A fourth South Sudanese transfer student, Wal Khat, participated for the school's cross country team in the fall, winning a state medal that Hickman's ruling would negate.

Hart spoke passionately about the boys' war-torn background, saying their arrival spared them a life of being forced to be "child soldiers" and scrounging for food and water.

"To have the opportunity to come here to America, it's like they won the Powerball lottery, for them to be able to come over and get an education," Hart said.

Hinckley-Big Rock, a formidable Class 1A basketball program that could face a tougher postseason path if the transfers are allowed to keep playing, released a statement Tuesday that indicated H-BR athletic director and boys basketball coach Bill Sambrookes contacted the IHSA eight months before the season started to raise concerns about A-HOPE.

"It was never the intent of the Hinckley-Big Rock School District to attack the student athletes or Mooseheart," the school's statement read. "Our only intent was in gathering information about the A-HOPE program and the basis for participation in IHSA-sanctioned events and activities."

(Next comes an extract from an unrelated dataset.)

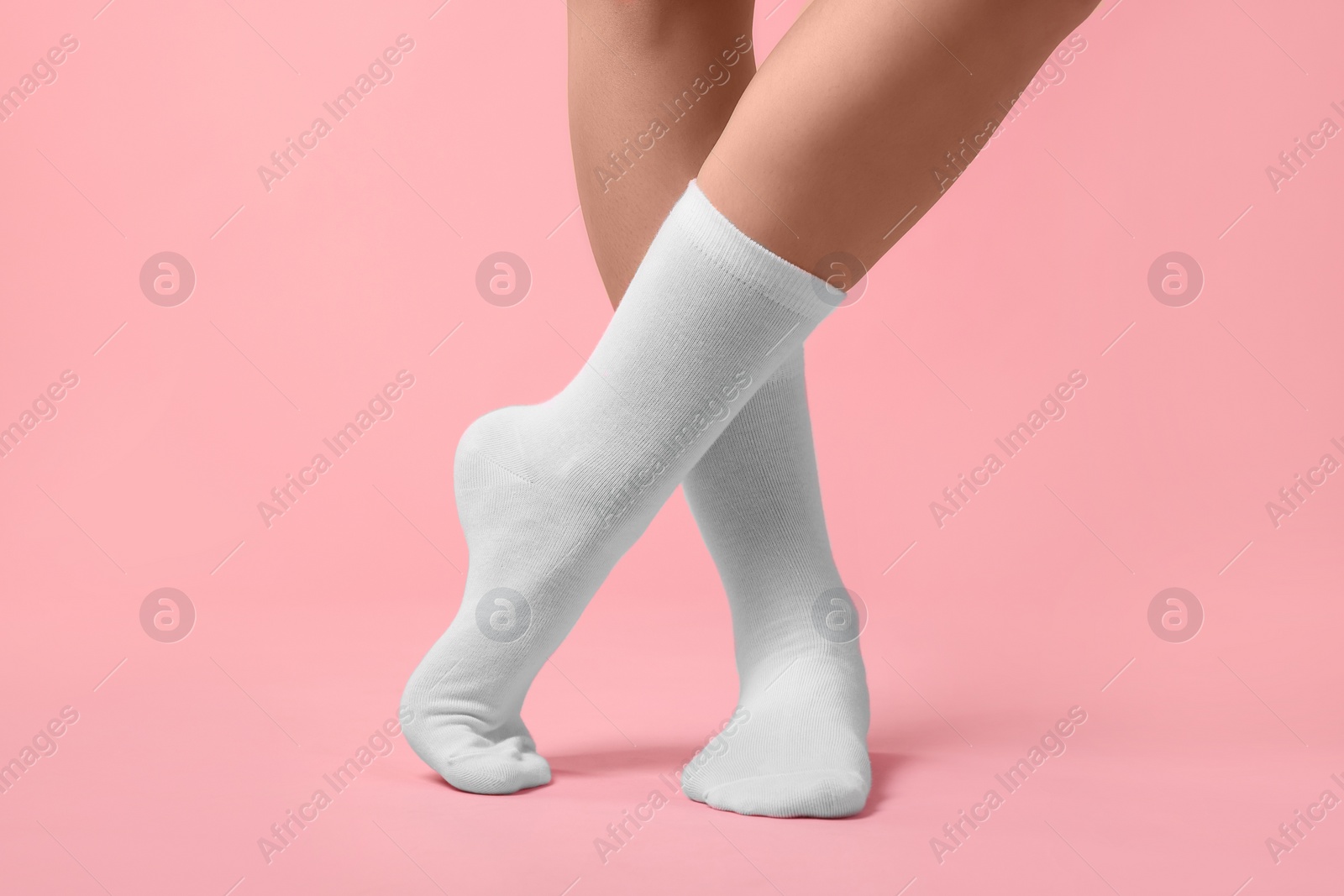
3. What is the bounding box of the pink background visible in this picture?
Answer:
[0,0,1344,896]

A-HOPE's website describes the organization as a nonprofit that provides "deserving student-athletes a seamless process of obtaining a student visa, transportation to the United States" and access to "an outstanding education."

The Mooseheart trio most recently played in last week's home opener against Leland-Earlville, a 60-45 Ramblers win after which coach Ron Ahrens raved about the way the South Sudanese players have acclimated at Mooseheart, on and off the court.

The boys have said they hope to use their basketball prowess as a way to bolster their chances to attend college in the United States.